Eventually, the white dragon took wing, sweeping into the slicing air and squinting white eyes against its flurry, her slow and thumping wingbeats carrying her (swaying dangerously against the strong currents here) up along the flank of the mountain.
Bone had swept over the glacier, scouring the ice tunnels with her eyes, where they opened to the sky; she'd circled once over the drowned forest, but seen nothing, felt nothing, drawing her there.
At length she'd followed the call to a cave half-hidden in Ursa Major's highest crags and there she'd curled to rest, shivering until sleep took her. Her stone, however--unlike her brother's--did not. And no one came; no one knew where she was.
And that, Mother told her, was good.
Since then, she'd made no effort to contact family. She knew they would be fine, with the knowledge that Mother granted her--and Bone had no reason to doubt these blind reassurances, so confident was the soothing voice. They did not need her, and this was her time to finally blossom, a time for joyous freedom. The time to find herself.
Bone knew nothing of subjugation.
She thought that her gradual adaptation to the cold was freedom, not reformation. And as she grew used to the Lessers here, hunting what white scurrying creatures she could find, she felt at home among them--even when delivering them, lovingly, to the cave mouths that she was directed to. Never did she linger, to spy and see what would collect them: she only placed them where the ever-stronger voice told her to, and then left, warmly trusting that she'd done well, knowing that now she was part of-... of something greater.

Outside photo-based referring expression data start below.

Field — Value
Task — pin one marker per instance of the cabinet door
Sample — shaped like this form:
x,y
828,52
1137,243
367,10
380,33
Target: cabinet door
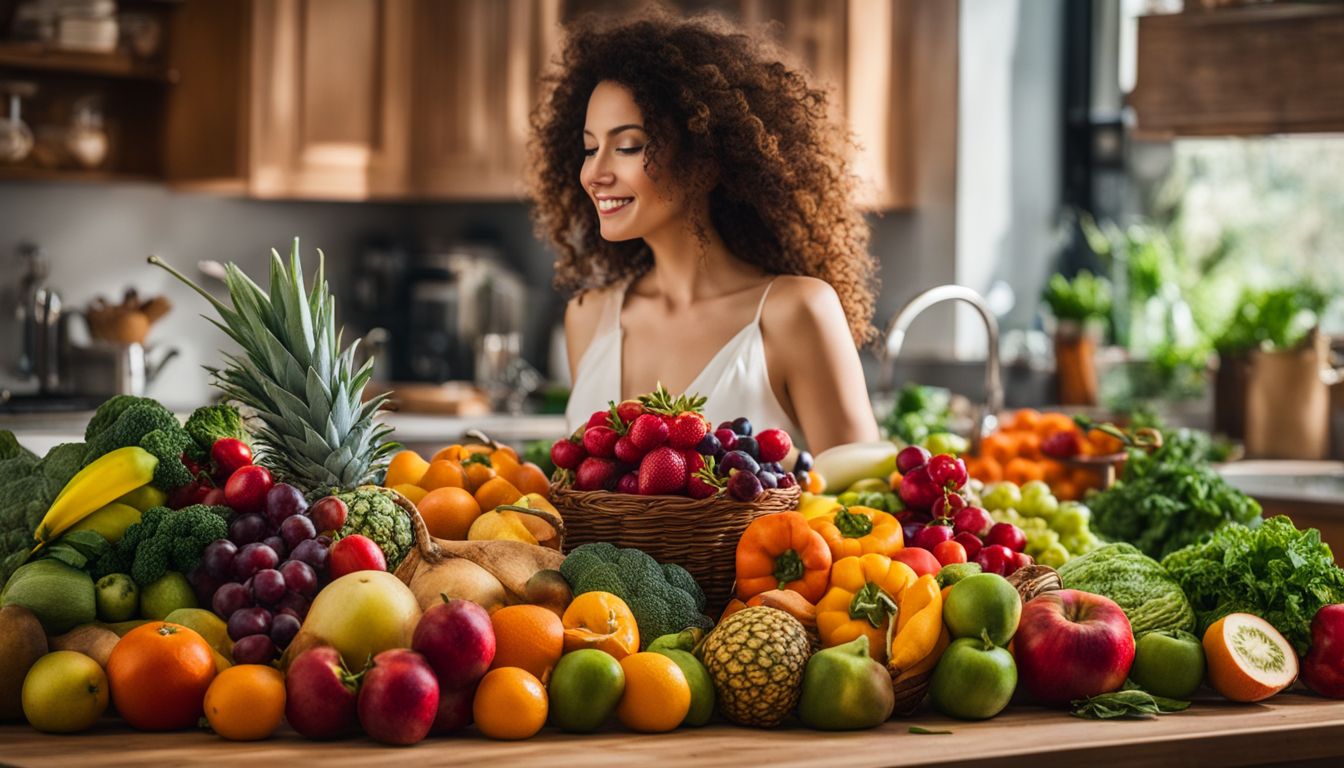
x,y
328,98
473,85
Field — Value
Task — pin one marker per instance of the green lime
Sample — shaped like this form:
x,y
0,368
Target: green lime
x,y
1168,662
583,690
161,597
117,597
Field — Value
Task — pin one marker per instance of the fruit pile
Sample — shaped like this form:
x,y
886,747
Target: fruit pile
x,y
660,444
938,518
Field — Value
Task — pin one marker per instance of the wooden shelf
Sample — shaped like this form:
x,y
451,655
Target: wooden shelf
x,y
118,65
1241,71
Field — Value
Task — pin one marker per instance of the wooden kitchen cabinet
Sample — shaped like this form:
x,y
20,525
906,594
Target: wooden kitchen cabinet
x,y
358,98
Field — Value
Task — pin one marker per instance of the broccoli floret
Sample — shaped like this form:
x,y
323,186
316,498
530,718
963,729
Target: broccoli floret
x,y
211,423
109,412
153,428
663,599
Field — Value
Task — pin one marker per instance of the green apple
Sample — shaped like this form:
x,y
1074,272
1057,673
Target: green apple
x,y
583,690
984,601
973,679
1168,663
844,689
65,692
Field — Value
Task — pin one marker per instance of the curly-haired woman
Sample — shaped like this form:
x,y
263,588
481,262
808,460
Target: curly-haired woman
x,y
703,215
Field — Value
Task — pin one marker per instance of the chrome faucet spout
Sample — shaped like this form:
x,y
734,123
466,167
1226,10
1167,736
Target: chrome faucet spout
x,y
895,336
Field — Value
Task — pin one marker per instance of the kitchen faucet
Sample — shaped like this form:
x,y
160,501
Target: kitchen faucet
x,y
987,417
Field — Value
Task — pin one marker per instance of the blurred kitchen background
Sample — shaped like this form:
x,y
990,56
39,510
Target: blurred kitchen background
x,y
1137,190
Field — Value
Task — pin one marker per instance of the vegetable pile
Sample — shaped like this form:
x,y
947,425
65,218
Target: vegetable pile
x,y
1274,572
1169,499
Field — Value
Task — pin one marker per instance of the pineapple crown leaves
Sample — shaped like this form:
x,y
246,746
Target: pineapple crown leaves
x,y
295,375
661,401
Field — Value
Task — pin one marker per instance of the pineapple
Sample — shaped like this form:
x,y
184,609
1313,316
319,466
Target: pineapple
x,y
315,432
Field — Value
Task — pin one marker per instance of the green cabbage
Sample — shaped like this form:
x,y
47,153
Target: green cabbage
x,y
1148,595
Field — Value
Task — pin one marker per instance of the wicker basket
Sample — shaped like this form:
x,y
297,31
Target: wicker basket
x,y
698,534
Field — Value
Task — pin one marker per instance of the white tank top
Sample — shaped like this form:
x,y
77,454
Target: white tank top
x,y
735,382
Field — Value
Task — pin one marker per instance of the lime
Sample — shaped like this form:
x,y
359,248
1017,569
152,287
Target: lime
x,y
585,687
161,597
117,597
1168,662
65,692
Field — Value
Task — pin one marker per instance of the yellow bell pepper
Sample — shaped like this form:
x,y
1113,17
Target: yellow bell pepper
x,y
863,597
918,626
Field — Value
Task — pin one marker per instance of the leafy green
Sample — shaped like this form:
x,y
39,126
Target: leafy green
x,y
1128,704
1169,499
1274,572
1083,297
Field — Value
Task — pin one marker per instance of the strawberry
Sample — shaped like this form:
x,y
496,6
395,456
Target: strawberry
x,y
567,453
774,444
600,418
600,441
687,429
628,452
629,483
629,410
594,474
663,471
648,432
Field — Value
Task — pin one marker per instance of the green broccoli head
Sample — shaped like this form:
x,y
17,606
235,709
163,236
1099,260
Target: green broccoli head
x,y
211,423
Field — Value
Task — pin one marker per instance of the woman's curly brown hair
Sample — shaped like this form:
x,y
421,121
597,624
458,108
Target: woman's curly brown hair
x,y
781,194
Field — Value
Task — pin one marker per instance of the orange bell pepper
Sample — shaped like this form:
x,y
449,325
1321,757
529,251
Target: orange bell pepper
x,y
851,531
781,552
863,597
604,622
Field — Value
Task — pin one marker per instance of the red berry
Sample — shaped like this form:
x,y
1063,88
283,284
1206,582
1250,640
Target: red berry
x,y
648,432
663,471
774,444
600,441
567,455
594,474
687,429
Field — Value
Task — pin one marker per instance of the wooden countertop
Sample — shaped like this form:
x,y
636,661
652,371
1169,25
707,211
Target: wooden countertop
x,y
1219,733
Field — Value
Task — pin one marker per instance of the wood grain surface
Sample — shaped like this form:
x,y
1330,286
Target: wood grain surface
x,y
1289,729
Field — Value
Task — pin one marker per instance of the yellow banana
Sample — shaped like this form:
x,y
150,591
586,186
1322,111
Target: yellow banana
x,y
102,482
110,522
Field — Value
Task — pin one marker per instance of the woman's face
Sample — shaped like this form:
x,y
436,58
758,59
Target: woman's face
x,y
629,202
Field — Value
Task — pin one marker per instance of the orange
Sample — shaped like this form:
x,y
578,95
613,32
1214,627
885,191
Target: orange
x,y
510,704
449,513
448,453
527,636
1247,658
531,479
656,696
444,474
604,622
159,674
496,491
413,492
406,467
246,702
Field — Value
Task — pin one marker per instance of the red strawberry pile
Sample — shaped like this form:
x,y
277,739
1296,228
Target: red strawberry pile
x,y
938,518
660,445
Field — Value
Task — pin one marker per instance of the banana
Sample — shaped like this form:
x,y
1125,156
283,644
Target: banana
x,y
110,522
102,482
843,466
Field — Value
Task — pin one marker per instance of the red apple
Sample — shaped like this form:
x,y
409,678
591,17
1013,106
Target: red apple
x,y
457,639
398,701
354,553
454,709
1323,669
1073,644
320,694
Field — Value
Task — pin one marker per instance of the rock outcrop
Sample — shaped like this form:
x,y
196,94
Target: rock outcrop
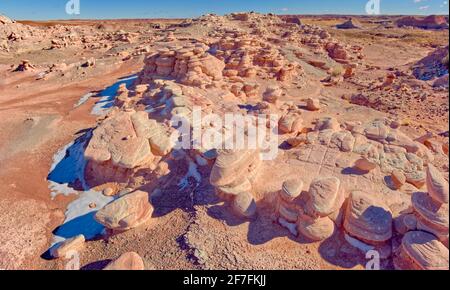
x,y
127,261
126,212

Slowly, the dragon regained her strength. Her health returned to her, and she shared the skies with only the ghostly birds of prey that soared the mountain peaks. Now she revelled in the bitter air: something about the cold was-... structured, yes, in a way that called to her now.

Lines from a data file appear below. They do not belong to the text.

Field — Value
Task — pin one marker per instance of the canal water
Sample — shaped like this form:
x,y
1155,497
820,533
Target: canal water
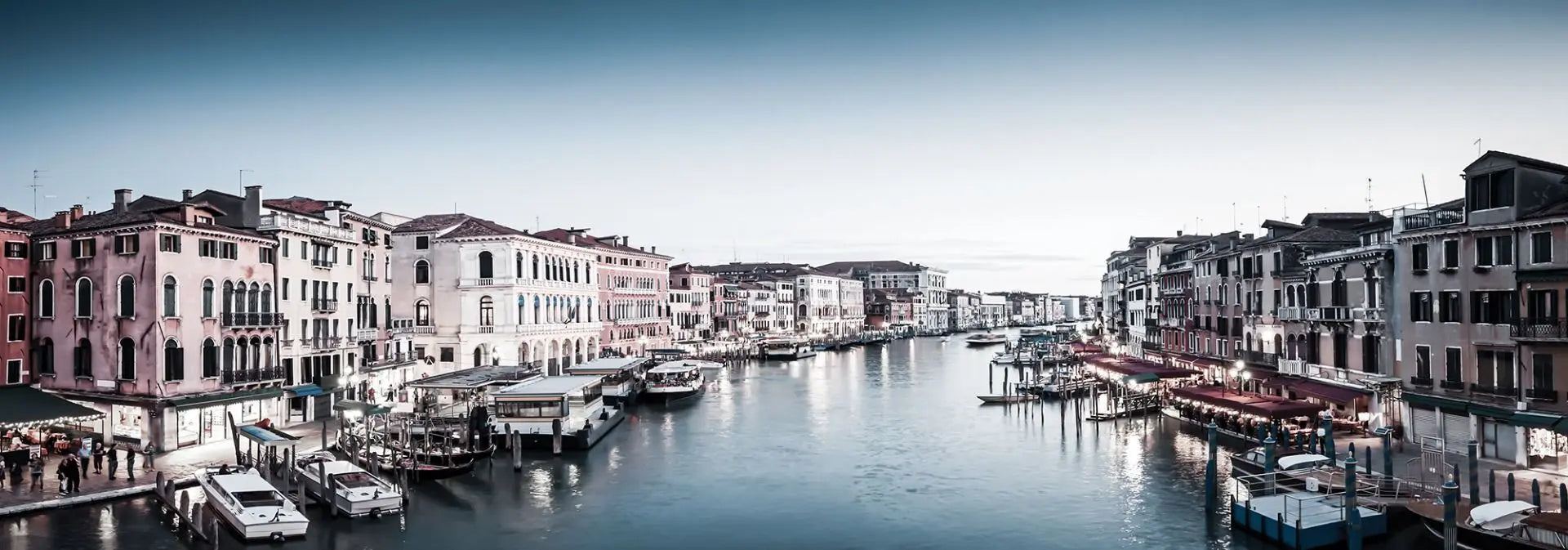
x,y
877,447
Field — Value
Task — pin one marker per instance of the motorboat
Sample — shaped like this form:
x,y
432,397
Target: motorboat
x,y
353,491
985,339
252,505
1504,525
675,381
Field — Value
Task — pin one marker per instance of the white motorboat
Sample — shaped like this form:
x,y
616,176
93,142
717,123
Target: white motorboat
x,y
354,491
250,505
675,381
985,339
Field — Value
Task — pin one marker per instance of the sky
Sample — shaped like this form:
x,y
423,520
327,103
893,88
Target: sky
x,y
1012,143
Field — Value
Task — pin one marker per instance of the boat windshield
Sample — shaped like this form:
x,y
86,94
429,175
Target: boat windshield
x,y
250,499
356,480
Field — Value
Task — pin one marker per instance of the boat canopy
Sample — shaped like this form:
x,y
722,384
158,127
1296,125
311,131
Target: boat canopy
x,y
1302,461
1501,514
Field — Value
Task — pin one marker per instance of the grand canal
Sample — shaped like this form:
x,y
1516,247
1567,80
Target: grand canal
x,y
879,447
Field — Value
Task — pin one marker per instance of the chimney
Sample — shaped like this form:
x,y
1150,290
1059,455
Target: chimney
x,y
252,212
121,199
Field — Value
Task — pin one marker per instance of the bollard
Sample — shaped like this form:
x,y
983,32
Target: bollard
x,y
1211,471
1450,499
1474,466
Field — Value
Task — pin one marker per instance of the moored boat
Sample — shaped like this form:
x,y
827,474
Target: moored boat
x,y
252,505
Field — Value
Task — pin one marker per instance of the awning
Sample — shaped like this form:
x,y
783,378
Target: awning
x,y
29,406
226,397
306,391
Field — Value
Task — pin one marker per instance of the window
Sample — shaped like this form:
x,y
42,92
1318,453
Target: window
x,y
1491,190
82,360
127,297
207,300
1450,307
1542,248
127,245
83,298
46,298
1452,367
1450,254
172,297
127,360
83,248
1424,364
209,360
1421,306
173,360
168,244
422,271
16,328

Structure was a new part of her life, too. Those few trinkets she'd brought back to her den were painstakingly-arranged: white feathers carefully grouped by size, a few pale pebbles laid in two straight lines. Some bleached-white bones she'd found were arranged as if to form a tiny Lesser skeleton--and the missing pieces always irked her, but there was nothing she could do.
At times she simply dozed, blank, and she would only rouse herself to realize that hours had passed. But that warm blanket of fuzzy contentment remained, and it never bothered her that she'd lost time. Indeed, she felt as though she were... waiting, for something; but for what?
Bone didn't know.
And so she waited: dozing in her little hidden cave, watching the snow sweeping past the entrance.
And she hunted, brief forays to soar over Ursa Major, picking prey from the snowy cliffs.
And she slept.
Soon, she knew--soon--she would be awakened.